Image motifs and topos go beyond the individual characters-heroes. The image-motive is a theme that is consistently repeated in the work of a writer, expressed in various aspects by means of varying the most significant elements of it ("rustic Rus" by S. Yesenin, "Beautiful Lady" by A. Blok).
Topos (Greek topos - place, terrain, letters, meaning - common place) denotes common and typical images created in the literature of a whole epoch, nation, and not in the work of an individual author. An example is the image of the "little man" in the work of United States writers - from A. Pushkin and N. Gogol to M. Zoshchenko and A. Platonov.

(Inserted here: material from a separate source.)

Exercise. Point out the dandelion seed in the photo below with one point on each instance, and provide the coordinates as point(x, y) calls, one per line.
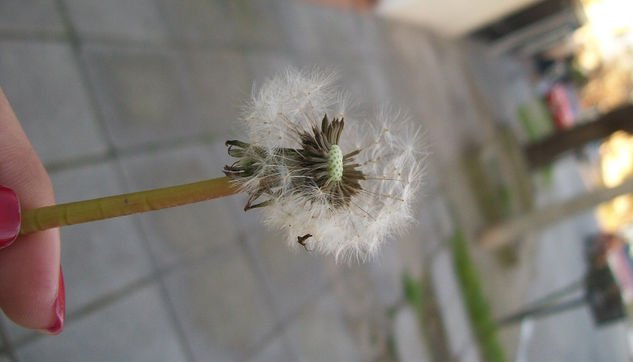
point(336, 184)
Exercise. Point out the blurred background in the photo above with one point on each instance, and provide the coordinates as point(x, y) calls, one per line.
point(521, 249)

Recently, the concept of archetype is widely used in the science of literature. (from Greek arc he - the beginning and typos - the image). For the first time this term occurs in German Romantics at the beginning of the XIX century, but the real life in various fields of knowledge gave him the works of the Swiss psychologist K. Jung (1875-1961). Jung understood the archetype as a universal image, unconsciously transmitted from generation to generation. Most often archetypes are mythological images. The last ones, according to Jung, are literally & nbsp; crammed all mankind, and archetypes nest in the subconscious of man, regardless of his nationality, education or tastes. "As a doctor," Jung wrote, "I had to identify images of Greek mythology in the delirium of pureblood Negroes."
Brilliant ("visionary", in Jung's terminology) writers not only carry these images in themselves, like all people, but also are able to reproduce them, and reproduction is not a simple copy, but is filled with new, modern content. In this connection, Jung compares archetypes with the channels of parched rivers, which are always ready to be filled with new water.
To a large extent, the term "strong mythology" is widely used in the literary criticism of the Jungian understanding of the archetype. (in the English-language literature - mimesem ). The latter, like an archetype, includes both mythological images, and mythological subjects or parts thereof.
Much attention is paid in literary criticism to the problem of the relationship between image and symbol. This problem was posed in the Middle Ages, in particular Thomas Aquinas (13th century). He believed that the artistic image should reflect not so much the visible world as to express what can not be perceived by the senses. So the realized image actually turned into a symbol. In the understanding of Thomas Aquinas, this symbol was called upon to express primarily the divine essence. Later, symbolist poets of the 19th and 20th centuries, symbol images could carry earthly content ("the eyes of the poor" by S. Baudelaire, "yellow windows" by A. Blok). The artistic image does not need to be dry and divorced from the objective, sensual reality, as was proclaimed by Thomas Aquinas. Blokovskaya Stranger is an example of a magnificent symbol and at the same time a full-blooded living image, perfectly inscribed in the "objective", terrestrial reality.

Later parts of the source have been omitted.